Are there any discernible changes that take place in your chocolate over the two months? I agree that those changes might be smaller in a large block of 25kg than they would be in a bar of 50 grams, but I have a lot of trouble believing that the two chocolates taste identical.
I have personally tasted bars from Friis Holm (made by Bonnat) and bars from Marco Colzani (C|Amaro outside of Milan in Cassago Brianza) where there were profound differences in the chocolates that could be attributed to aging. I tasted a new bar from Bryan Graham at Fruition a couple of weeks ago that was four days out of the conche. It was wildly interesting (the best thing I've tasted from the Maraon beans) but it had a distinct tannic structure and a "green" taste. Bryan gave me two bars and I am looking forward to tasting it anew, in about 2-3 weeks because I know it will be different.

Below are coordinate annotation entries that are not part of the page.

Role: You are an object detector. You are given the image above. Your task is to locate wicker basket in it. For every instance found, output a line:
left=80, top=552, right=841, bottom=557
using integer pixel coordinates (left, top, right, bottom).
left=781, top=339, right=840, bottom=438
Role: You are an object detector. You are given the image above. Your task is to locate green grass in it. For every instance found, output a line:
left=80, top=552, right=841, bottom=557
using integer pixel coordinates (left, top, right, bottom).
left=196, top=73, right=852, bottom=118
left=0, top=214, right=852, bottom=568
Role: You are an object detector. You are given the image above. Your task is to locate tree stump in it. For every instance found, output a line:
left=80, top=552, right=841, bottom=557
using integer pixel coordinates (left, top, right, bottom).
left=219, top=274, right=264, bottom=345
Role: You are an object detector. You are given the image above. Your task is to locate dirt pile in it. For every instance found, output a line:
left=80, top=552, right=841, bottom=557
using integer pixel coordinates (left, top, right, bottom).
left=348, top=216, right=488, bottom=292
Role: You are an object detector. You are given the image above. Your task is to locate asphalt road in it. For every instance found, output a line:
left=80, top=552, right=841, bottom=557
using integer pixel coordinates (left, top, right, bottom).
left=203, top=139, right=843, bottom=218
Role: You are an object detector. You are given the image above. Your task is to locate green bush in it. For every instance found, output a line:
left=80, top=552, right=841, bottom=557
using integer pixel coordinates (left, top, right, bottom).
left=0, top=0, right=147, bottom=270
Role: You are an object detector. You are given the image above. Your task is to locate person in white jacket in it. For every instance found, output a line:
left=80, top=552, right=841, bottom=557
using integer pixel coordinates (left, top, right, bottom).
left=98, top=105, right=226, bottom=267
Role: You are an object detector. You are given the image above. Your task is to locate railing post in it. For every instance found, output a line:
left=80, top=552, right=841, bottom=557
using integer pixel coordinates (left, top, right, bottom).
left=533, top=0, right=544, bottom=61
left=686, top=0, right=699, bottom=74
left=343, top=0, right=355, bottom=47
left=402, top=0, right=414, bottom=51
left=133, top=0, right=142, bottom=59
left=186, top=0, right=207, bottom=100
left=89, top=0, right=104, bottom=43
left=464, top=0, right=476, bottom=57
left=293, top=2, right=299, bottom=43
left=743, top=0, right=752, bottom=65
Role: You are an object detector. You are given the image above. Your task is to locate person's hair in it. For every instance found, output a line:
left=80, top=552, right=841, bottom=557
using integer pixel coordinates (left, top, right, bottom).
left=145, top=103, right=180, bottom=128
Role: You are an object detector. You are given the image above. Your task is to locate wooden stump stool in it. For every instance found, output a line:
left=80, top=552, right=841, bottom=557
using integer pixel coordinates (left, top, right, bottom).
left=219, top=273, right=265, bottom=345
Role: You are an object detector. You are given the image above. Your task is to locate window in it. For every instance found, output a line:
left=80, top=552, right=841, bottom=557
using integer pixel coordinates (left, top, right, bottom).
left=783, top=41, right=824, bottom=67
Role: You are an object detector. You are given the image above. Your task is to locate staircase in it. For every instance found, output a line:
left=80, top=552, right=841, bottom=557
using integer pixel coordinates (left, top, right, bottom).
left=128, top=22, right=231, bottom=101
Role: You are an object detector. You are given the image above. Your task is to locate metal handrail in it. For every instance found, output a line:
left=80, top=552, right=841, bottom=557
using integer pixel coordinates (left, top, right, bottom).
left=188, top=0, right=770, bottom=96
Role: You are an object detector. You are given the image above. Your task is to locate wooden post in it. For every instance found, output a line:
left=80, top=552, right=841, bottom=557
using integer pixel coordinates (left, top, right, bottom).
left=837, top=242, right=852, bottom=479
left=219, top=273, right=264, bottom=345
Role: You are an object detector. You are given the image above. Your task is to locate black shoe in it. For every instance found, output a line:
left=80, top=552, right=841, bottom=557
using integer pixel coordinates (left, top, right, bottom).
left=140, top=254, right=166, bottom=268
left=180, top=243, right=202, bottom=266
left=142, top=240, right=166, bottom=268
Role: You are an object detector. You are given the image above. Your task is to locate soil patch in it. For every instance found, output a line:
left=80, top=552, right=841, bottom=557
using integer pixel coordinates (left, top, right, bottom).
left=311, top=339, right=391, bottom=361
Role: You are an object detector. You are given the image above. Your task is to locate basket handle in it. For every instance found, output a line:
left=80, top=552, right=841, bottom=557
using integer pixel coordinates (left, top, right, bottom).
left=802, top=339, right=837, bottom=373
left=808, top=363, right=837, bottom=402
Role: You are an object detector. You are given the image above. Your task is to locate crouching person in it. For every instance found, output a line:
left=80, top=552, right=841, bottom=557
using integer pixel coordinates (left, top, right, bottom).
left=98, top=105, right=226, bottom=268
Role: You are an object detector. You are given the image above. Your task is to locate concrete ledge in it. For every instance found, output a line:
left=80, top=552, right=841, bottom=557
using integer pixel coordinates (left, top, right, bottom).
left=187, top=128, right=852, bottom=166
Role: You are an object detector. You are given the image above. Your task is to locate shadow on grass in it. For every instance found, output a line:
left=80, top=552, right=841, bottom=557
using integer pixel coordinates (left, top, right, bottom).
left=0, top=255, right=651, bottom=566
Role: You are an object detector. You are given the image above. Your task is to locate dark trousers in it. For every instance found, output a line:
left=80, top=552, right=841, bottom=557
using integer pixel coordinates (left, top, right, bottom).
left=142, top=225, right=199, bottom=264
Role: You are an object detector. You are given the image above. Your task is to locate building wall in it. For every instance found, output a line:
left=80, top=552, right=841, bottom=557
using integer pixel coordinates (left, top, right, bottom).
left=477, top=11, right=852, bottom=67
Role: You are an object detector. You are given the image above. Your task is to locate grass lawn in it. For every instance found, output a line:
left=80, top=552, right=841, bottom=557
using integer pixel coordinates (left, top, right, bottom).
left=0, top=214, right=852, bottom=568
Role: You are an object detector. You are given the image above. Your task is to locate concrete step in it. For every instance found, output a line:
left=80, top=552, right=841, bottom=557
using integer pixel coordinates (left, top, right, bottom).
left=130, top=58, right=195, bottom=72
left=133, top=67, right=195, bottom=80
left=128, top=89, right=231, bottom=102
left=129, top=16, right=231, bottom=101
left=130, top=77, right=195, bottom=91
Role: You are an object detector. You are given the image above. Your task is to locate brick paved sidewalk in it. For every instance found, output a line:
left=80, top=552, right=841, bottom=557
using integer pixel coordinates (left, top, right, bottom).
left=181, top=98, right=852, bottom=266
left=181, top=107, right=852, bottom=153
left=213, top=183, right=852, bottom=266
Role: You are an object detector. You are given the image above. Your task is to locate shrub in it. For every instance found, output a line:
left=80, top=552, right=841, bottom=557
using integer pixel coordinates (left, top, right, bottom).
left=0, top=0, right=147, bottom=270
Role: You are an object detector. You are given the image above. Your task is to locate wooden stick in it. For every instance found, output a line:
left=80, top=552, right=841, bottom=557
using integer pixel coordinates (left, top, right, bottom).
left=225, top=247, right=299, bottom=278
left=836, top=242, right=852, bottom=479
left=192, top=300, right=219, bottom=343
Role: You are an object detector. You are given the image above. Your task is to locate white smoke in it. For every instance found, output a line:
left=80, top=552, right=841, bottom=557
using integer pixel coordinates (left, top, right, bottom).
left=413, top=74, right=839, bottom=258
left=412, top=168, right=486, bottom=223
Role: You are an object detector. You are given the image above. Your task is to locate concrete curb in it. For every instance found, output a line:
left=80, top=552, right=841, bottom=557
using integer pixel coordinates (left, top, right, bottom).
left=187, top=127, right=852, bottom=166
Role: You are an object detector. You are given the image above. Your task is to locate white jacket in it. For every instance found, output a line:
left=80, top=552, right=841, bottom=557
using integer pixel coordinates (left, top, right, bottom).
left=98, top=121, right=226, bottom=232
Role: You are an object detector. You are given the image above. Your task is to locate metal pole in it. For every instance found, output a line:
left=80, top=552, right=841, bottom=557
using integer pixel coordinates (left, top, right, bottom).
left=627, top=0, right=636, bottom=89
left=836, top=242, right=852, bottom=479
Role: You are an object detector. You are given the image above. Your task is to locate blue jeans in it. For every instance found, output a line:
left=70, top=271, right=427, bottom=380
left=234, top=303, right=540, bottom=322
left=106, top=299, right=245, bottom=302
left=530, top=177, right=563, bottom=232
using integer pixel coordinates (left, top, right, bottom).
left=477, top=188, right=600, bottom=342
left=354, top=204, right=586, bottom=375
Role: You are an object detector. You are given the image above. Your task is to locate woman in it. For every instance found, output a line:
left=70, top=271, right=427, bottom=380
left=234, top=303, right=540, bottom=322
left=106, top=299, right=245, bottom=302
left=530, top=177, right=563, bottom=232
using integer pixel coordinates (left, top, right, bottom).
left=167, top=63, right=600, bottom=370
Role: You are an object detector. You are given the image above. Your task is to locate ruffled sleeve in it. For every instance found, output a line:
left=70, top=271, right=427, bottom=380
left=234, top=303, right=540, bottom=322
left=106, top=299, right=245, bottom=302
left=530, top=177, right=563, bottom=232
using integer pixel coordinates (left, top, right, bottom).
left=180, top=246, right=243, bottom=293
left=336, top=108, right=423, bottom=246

But I do think it may have to do with style. Many chocolate makers like to make chocolates that don't have all the edges rounded off. They leave in acids and tannins because they think the resulting chocolates are more interesting. You don't I can make a pretty good case that your chocolate may change less via aging because of the way you roast and conche.
It is possible to over-age chocolate and in my experience, delicate top notes are the first to go.
They are all different chocolates, one is not necessarily better than another - they appeal to different consumers.
So no, I don't think aging is a gimmick. Letting it "rest" in the conche for 24 hours and attributing some magic benefits to that rest, is.